We have produced a panel of 32 unique monoclonal antibodies that recognize common structural elements in amyloid aggregates, like the alpha-synuclein aggregates that are believed to play an important role in PD pathogenesis. Although these antibodies were originally produced against Abeta amyloid from Alzheimer’s disease, we found that many of them recognize common or generic epitopes (or antibody binding sites) that occur on amyloid aggregates from a number of different amyloids made from different protein sequences. For some of these antibodies, we have already shown that interact with alpha-synuclein aggregates in vitro. In this project, we will test the immunoreactivity of all of the antibodies against alpha-synuclein oligomers and fibrils. We will also test whether any of the antibodies can detect pathological oligomers in human PD brain. Antibodies that react with pathological amyloid aggregates in brain would represent candidates for therapeutic development.

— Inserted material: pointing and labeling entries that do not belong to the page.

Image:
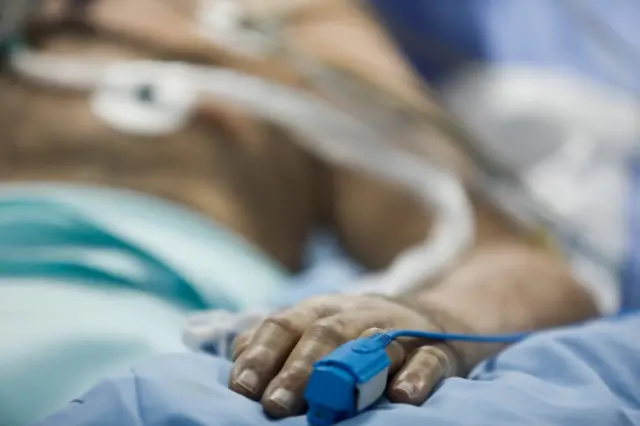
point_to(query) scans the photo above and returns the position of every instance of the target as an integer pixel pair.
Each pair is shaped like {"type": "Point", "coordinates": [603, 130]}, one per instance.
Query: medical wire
{"type": "Point", "coordinates": [330, 133]}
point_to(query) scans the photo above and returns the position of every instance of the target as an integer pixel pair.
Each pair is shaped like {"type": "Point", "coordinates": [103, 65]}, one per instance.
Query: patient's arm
{"type": "Point", "coordinates": [508, 287]}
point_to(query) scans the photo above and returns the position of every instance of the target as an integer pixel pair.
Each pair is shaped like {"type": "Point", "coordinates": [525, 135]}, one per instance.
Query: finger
{"type": "Point", "coordinates": [283, 397]}
{"type": "Point", "coordinates": [268, 349]}
{"type": "Point", "coordinates": [395, 351]}
{"type": "Point", "coordinates": [423, 370]}
{"type": "Point", "coordinates": [241, 343]}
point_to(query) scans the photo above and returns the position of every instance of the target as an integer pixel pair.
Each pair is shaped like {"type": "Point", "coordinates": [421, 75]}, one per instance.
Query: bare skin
{"type": "Point", "coordinates": [251, 177]}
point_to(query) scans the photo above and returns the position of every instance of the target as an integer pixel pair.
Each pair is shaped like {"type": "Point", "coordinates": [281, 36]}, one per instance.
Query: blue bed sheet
{"type": "Point", "coordinates": [573, 377]}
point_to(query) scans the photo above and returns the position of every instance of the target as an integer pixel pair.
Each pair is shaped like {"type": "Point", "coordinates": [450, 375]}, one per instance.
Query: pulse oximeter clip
{"type": "Point", "coordinates": [354, 376]}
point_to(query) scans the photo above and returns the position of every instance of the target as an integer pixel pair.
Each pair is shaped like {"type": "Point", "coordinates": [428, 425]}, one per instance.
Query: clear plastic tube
{"type": "Point", "coordinates": [326, 131]}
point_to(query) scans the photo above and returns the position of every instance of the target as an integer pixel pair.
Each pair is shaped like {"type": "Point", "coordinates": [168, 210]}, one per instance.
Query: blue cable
{"type": "Point", "coordinates": [354, 376]}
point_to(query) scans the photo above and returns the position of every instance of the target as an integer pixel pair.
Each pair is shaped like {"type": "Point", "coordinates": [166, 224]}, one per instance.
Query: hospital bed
{"type": "Point", "coordinates": [567, 377]}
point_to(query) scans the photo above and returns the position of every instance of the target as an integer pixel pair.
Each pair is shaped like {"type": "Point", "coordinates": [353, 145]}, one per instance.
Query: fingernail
{"type": "Point", "coordinates": [283, 398]}
{"type": "Point", "coordinates": [405, 389]}
{"type": "Point", "coordinates": [248, 379]}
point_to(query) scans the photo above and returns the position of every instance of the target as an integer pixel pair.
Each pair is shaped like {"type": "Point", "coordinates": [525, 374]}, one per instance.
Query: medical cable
{"type": "Point", "coordinates": [328, 132]}
{"type": "Point", "coordinates": [355, 375]}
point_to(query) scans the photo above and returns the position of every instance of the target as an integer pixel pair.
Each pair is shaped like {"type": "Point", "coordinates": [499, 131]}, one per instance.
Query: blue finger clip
{"type": "Point", "coordinates": [354, 376]}
{"type": "Point", "coordinates": [348, 380]}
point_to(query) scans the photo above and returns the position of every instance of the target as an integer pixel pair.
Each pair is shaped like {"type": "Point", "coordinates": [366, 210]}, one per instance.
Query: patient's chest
{"type": "Point", "coordinates": [248, 176]}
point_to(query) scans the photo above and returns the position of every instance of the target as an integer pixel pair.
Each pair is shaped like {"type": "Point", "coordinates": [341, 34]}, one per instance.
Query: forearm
{"type": "Point", "coordinates": [504, 288]}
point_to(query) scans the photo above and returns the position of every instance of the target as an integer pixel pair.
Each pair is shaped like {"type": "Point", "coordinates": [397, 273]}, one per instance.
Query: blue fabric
{"type": "Point", "coordinates": [440, 36]}
{"type": "Point", "coordinates": [95, 280]}
{"type": "Point", "coordinates": [572, 377]}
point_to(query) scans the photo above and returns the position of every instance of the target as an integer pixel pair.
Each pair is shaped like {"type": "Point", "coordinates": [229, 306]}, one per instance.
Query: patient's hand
{"type": "Point", "coordinates": [273, 361]}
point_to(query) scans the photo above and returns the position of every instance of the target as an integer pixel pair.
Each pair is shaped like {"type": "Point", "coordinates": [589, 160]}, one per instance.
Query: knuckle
{"type": "Point", "coordinates": [432, 357]}
{"type": "Point", "coordinates": [329, 329]}
{"type": "Point", "coordinates": [283, 321]}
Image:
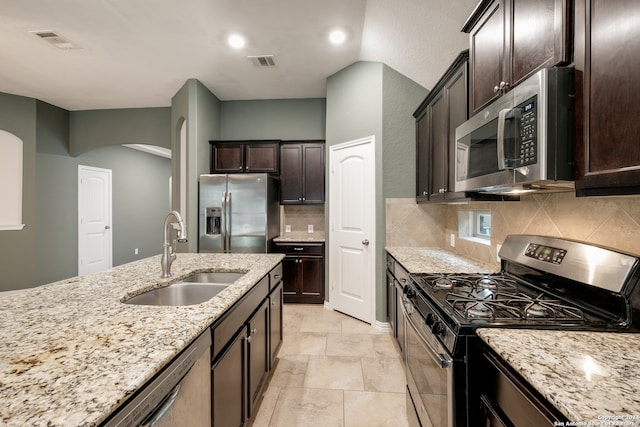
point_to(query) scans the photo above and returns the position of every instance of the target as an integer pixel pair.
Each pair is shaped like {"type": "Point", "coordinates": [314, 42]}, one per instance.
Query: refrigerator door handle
{"type": "Point", "coordinates": [227, 231]}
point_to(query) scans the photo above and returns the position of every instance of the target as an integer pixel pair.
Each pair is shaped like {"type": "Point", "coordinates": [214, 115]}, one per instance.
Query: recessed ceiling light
{"type": "Point", "coordinates": [337, 37]}
{"type": "Point", "coordinates": [236, 41]}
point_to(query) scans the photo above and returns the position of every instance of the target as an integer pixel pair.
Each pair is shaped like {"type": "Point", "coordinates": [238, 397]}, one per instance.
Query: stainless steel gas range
{"type": "Point", "coordinates": [544, 282]}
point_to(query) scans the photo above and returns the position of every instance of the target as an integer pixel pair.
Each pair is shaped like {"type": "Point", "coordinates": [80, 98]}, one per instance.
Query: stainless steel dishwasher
{"type": "Point", "coordinates": [179, 396]}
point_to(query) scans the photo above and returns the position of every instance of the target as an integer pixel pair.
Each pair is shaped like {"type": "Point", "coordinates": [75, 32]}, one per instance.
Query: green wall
{"type": "Point", "coordinates": [47, 250]}
{"type": "Point", "coordinates": [287, 119]}
{"type": "Point", "coordinates": [369, 98]}
{"type": "Point", "coordinates": [91, 129]}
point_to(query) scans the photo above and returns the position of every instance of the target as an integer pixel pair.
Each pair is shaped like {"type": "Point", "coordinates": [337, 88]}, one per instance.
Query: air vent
{"type": "Point", "coordinates": [263, 60]}
{"type": "Point", "coordinates": [55, 39]}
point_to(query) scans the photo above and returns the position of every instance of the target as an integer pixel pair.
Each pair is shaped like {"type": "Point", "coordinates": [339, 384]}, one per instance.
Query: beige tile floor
{"type": "Point", "coordinates": [333, 370]}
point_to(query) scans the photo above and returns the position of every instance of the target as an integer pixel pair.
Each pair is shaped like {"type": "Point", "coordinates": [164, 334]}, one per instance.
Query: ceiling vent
{"type": "Point", "coordinates": [263, 60]}
{"type": "Point", "coordinates": [55, 40]}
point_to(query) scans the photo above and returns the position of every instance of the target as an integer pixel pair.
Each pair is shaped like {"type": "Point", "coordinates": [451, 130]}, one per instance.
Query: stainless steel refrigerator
{"type": "Point", "coordinates": [238, 213]}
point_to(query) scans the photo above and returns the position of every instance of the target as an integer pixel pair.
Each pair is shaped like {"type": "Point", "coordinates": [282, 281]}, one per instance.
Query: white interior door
{"type": "Point", "coordinates": [94, 220]}
{"type": "Point", "coordinates": [352, 228]}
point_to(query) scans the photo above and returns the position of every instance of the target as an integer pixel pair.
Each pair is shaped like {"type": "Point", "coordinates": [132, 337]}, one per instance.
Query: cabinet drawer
{"type": "Point", "coordinates": [401, 274]}
{"type": "Point", "coordinates": [299, 248]}
{"type": "Point", "coordinates": [237, 315]}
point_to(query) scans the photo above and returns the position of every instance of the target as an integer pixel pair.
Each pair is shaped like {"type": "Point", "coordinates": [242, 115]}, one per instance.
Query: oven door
{"type": "Point", "coordinates": [429, 371]}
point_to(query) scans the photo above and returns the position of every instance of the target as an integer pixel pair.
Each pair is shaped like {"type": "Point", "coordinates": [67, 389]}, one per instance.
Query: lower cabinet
{"type": "Point", "coordinates": [258, 357]}
{"type": "Point", "coordinates": [303, 273]}
{"type": "Point", "coordinates": [245, 343]}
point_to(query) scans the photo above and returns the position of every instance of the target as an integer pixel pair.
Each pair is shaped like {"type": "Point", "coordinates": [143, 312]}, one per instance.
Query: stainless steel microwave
{"type": "Point", "coordinates": [523, 141]}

Relevance to Diagnosis/Treatment of Parkinson’s Disease:
If we find antibodies that are specific for alpha-synuclein oligomers and synuclein aggregates, we plan to test them in pre-clinical models to see if they are capable of preventing or reversing Parkinson’s pathology. If these antibodies prove effective, they would then be considered as candidates for humanizing the antibodies and subsequent human clinical trials.
We anticipate that some of the antibodies will recognize alpha-synuclein oligomers as this was presented in the preliminary data we presented in support of the proposal. Twenty-four new antibodies remain to be tested in vitro. We will further characterize the interaction by western blotting to give an idea of the size of the aggregates. We hope that the antibodies that recognize synuclein aggregates will also specifically identify PD pathology in human brain.

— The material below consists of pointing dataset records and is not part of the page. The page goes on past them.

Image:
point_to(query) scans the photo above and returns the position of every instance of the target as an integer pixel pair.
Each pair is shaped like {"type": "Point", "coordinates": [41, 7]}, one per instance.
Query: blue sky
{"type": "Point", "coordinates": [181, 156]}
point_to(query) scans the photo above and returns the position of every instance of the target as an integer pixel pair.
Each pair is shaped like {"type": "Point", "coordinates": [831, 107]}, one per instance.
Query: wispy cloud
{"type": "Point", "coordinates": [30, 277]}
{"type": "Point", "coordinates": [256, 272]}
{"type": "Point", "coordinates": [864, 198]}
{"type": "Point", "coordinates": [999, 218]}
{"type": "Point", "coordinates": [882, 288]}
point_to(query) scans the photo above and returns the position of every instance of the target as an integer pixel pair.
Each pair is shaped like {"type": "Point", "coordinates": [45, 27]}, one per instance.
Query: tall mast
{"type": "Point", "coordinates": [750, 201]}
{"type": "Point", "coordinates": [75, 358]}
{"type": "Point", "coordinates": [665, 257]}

The goal of this proposal is to identify antibodies that are specific for the pathology of alpha synuclein in Parkinson’s disease. These antibodies recognize unique structures in alpha synuclein that is aggregated and these structures are absent in normal synuclein. We identified 9 different monoclonal antibodies that recognize either fibrils or oligomers of alpha synuclein, but not monomers or native alpha synuclein. We stained Parkinson’s and control brain tissue with these antibodies to determine whether they detect pathologically aggregated alpha synuclein in PD. Some of the antibodies demonstrate novel staining patterns, suggesting that different types of aggregate structures are deposited in unique locations in PD. It remains to be established whether and how these unique deposits are associated with PD pathogenesis.